Hezbollah, a Shiite group that engages in paramilitary and terrorist activities throughout various Arab and Muslim countries, has been providing logistical support to the Sunni group Hamas in its ongoing conflict with Israel. Iran, which sees opposition to the state of Israel as a rallying cause for the potential unity of Muslim communities under Iranian leadership, has also been supporting and arming Hamas.

This common cause of Shiite and Sunni groups gives helpful context to the Iranian decision to crack down on anti-Sunni broadcasts, in light of the fact that some high ranking Iranian clerics had formerly expressed explicit support for those same broadcasts. Iran has only a 10 percent Sunni minority and its government is run entirely by the Shiite clerical establishment. Iran has tended to privilege Shiite causes at the expense of Sunnis, but it has also supported Sunni terrorist organizations other than Hamas, including al-Qaeda affiliates, when doing so appeared to serve Iranian goals.

A number of Iranian officials hinted on Tuesday that they would no longer support Nouri al-Maliki as the Prime Minister of Iraq.

This move appears to give into pressure from moderate Sunnis and other minorities, who supported an insurrection against the Maliki government in response to his consolidation of power into a small set of exclusively Shiite hands. Iran has now signaled interest in finding a Prime Minister who is more capable of heading an inclusive government. This is in spite of the fact that many analysts agree that it was Shiite Iran’s support of Maliki that allowed him to push minorities out of government in the first place.

Neither is Iran’s sudden shift towards inclusion limited to outreach to Sunnis. In previous weeks, Iranian officials had issued statements to their own Kurdish population and planned visits to Iraqi Kurdistan in order to attempt to pressure the multi-national ethnic minority to join the fight against the Islamic State. Initially, Iran sought this assistance to help keep Maliki in power, but now the Kurdistan Workers Party has utilized Islamic State incursions into Kurdish territory as a rallying cry for possible Kurdish independence, and Iran is changing its expectations for Iraq, so as to include both Sunni and Kurdish voices in a government that maintains the territorial integrity of what had been a close Iranian ally under Maliki.

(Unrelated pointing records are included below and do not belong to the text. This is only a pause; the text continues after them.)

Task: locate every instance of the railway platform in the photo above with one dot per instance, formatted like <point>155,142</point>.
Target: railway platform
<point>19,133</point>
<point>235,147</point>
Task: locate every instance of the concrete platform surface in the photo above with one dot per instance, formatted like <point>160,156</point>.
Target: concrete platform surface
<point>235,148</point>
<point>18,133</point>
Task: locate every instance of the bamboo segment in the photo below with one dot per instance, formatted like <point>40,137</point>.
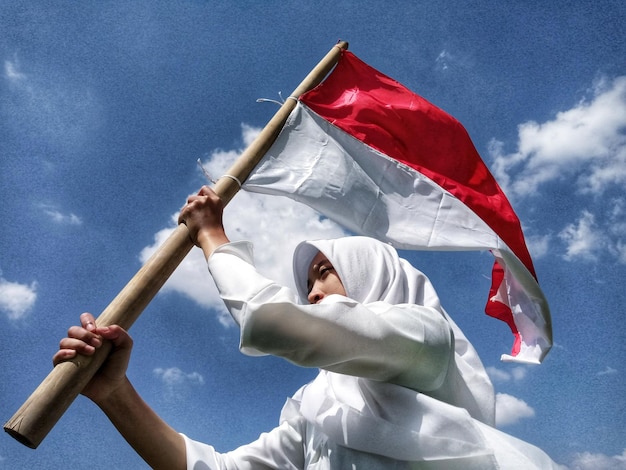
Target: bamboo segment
<point>38,415</point>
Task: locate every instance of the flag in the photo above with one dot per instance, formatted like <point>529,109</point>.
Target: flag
<point>368,153</point>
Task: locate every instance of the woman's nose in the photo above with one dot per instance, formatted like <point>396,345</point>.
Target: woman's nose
<point>315,296</point>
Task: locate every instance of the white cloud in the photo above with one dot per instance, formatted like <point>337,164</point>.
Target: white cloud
<point>17,300</point>
<point>515,374</point>
<point>49,105</point>
<point>174,377</point>
<point>61,218</point>
<point>275,225</point>
<point>509,410</point>
<point>538,245</point>
<point>585,145</point>
<point>589,461</point>
<point>584,239</point>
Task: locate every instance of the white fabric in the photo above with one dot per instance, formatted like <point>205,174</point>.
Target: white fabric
<point>398,381</point>
<point>369,193</point>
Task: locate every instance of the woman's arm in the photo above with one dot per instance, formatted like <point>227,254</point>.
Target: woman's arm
<point>156,442</point>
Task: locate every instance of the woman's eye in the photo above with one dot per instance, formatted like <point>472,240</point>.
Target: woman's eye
<point>324,270</point>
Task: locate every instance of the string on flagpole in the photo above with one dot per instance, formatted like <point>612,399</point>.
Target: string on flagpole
<point>279,103</point>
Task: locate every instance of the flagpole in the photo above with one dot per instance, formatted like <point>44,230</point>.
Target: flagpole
<point>45,406</point>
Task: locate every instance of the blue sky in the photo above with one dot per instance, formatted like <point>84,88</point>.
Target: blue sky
<point>106,106</point>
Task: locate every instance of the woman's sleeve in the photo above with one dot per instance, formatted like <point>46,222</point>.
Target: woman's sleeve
<point>405,344</point>
<point>281,448</point>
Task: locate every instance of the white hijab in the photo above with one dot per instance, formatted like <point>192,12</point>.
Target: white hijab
<point>372,271</point>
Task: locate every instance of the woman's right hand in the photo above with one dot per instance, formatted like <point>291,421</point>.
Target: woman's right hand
<point>84,340</point>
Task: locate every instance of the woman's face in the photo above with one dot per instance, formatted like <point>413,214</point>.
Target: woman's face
<point>323,280</point>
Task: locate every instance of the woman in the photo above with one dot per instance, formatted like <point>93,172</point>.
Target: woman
<point>399,385</point>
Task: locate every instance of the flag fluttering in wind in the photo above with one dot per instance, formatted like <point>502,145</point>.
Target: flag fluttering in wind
<point>378,159</point>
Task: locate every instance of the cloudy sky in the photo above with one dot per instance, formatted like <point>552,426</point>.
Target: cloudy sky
<point>106,106</point>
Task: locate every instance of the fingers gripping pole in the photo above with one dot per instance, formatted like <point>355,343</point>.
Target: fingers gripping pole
<point>38,415</point>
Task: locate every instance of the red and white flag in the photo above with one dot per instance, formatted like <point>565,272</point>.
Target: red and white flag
<point>378,159</point>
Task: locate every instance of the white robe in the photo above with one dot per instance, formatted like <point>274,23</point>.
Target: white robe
<point>399,386</point>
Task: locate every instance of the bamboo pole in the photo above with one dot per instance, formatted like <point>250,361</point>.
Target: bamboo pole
<point>36,417</point>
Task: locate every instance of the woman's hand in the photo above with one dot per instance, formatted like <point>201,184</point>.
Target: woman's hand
<point>203,217</point>
<point>85,339</point>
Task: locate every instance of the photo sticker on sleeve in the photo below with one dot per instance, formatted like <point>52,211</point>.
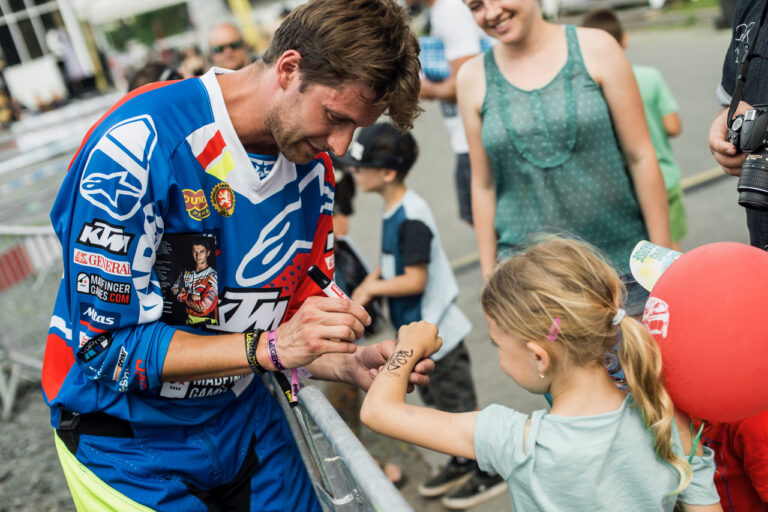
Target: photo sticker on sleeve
<point>186,268</point>
<point>94,346</point>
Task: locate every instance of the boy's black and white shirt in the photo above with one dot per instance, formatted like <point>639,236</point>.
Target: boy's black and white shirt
<point>409,237</point>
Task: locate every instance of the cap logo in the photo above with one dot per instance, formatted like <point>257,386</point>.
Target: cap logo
<point>356,150</point>
<point>656,316</point>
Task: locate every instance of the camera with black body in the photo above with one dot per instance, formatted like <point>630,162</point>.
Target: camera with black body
<point>749,133</point>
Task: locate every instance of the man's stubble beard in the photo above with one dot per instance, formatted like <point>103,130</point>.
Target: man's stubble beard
<point>286,143</point>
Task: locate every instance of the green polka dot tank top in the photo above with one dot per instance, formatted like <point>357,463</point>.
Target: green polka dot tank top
<point>556,161</point>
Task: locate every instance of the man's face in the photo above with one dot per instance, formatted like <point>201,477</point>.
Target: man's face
<point>321,118</point>
<point>200,255</point>
<point>227,48</point>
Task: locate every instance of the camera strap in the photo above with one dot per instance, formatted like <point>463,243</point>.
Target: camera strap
<point>745,56</point>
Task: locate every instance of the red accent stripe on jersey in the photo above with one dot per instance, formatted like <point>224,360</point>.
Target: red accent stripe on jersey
<point>130,95</point>
<point>57,361</point>
<point>212,150</point>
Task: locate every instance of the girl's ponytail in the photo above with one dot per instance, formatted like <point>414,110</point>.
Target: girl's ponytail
<point>640,359</point>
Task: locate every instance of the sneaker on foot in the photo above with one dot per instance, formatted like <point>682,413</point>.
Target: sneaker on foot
<point>479,488</point>
<point>452,475</point>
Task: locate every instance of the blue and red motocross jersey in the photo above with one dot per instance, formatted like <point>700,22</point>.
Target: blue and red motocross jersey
<point>166,160</point>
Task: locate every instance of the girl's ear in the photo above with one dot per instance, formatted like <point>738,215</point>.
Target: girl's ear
<point>541,357</point>
<point>390,175</point>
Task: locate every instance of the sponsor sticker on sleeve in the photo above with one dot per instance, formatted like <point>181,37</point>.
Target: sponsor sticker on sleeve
<point>223,199</point>
<point>94,346</point>
<point>196,204</point>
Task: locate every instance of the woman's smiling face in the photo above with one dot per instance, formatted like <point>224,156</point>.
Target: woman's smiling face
<point>505,20</point>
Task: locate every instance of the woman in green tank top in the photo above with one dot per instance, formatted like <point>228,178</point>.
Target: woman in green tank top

Middle East policy experts recognize several features that unify the various conflicts that are currently raging across the region. One of these is certainly the broad-ranging influence of Iran, the clerical leadership of which appears intent on positioning itself as the global leader of the Muslim community. With much Iranian policy being guided by Shiite ideology, the regime would surely prefer to secure this position through its own military might and that of other Shiite groups. But when conditions make this impossible, Iran has shown some limited willingness to work with Sunni groups as well.